Occupying forces were far more limited in their ability to deal with Statesmen in direct combat so far from home. It was one of the few comforting assurances when entangled with the enemy. It made sense that the Ories would seek some method to overcome that crippling vulnerability, but he couldn't imagine they could easily justify heresy, or escape conviction from their own faith. *"The Ories have always committed heresy. They commit it every day. Each time they humor the demands of the Conclave and offer up their gifted daughters to the Assembly, they profane. Yet, everyone seems to turn a blind eye to that..."* Moss was right of course, but Markus felt that the subdued response was a cultural one. When Cimmeria was founded by the traitor, Dane Kos, he vowed the nation's allegiance, despite what it might cost him. Cimmeria had long used that relationship to doom hostile lands by inciting the Conclave's anger and reporting any behavior which might violate the worldly laws of the Conclave to the Emissaries. It had perhaps become their most terrible weapon. Hundreds of millions had been swept away by such tactics, and the physical geography of the planet had been altered in the wake of such tragedies. Of course they committed such heresy and only a minority spoke out, it was the wisest decision they had ever made. That heresy had been committed since their founding and so Markus expected that there was a certain culture exception this specific behavior. *"Their people may accept such behavior now, but the Ories have always sought a means to push that acceptance further. The results of their campaigns weigh heavier than honoring that machine. They have never raised concern for heresy, only what might inconvenience them, or cast doubt upon their authority. Heresy without witnesses is no heresy."*

Markus was sure that the various Scriptures, the holy governing chapters of the empire, would feel differently. However, the Central Ories was strictly a governing body and the woman's claim of corruption didn't sound so ridiculous. He had his answer, though it was not what he had expected. To him, the empire always seemed a place of brutal and dogmatic law, with a rod shoved so far up its rear it couldn't manage to even turn its head. Those limitations had always been his advantage in battle, yet in one moment those expectations were now shattered. This was likely only the first example of the Ories corruption hidden from the world; it appeared like they were very good at cleaning up their mess. 

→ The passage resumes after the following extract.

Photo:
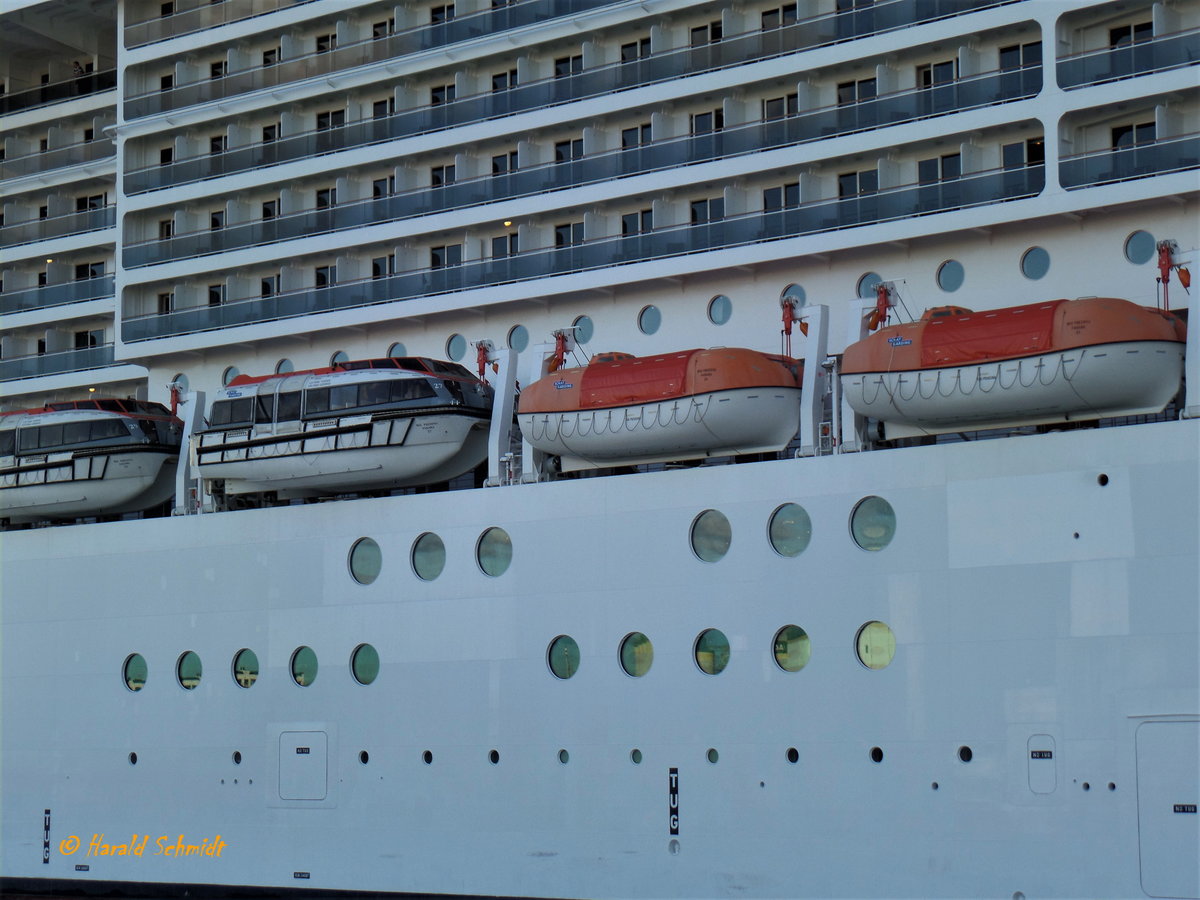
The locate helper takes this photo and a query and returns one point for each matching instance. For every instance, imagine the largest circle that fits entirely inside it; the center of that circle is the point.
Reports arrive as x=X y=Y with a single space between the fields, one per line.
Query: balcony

Though he now had a better idea of who he was dealing with, it was still a strange encounter. The first three  divisions were primarily research, support, supply and training for the other special divisions. These other organizations were the primary combat arm of the empire, whose role was almost purely offensive. There were particularly horrible divisions, like the sixth, which possessed most of the infamous mobile artillery units who were well known for the practice of firing living munitions; typically containing Cheika war-slaves. Fortunately, he had no experience with them in battle, but he'd heard the stories just like anyone else. On the other-hand, he'd experienced confrontations with the 4th Special Division, it was one of the ones he could recall facing in battle. The Telba Industrial Complex was the primary garrison for the 4th Imperial Army Air Corps. As the primary post for the Air Corps, it was also home to the Mechanicum Assemblitorium, the impenetrable fortress-factory which the empire stored most of their IMA's; the Imperial Mechanicum Armaments, massive powered suites of moving armor operated by an elite pilot. They were the ultimate airborne weapon of the empire and each was worth a small army. Markus couldn't stop IMAs directly, but his mission was to disrupt their ability to be deployed or serviced in an afford to support his allies. A mission which he not only succeeded, but surpassed all expectations with the destruction of the Telba main reactors, thanks in part to Moss. Fortunately he was able to cripple the empire's ability to employ the terrifying power of the Air Corps, but it had been the closest he had been with the enemies of any of the special divisions. [Markus: Knowledge (Local) - Success]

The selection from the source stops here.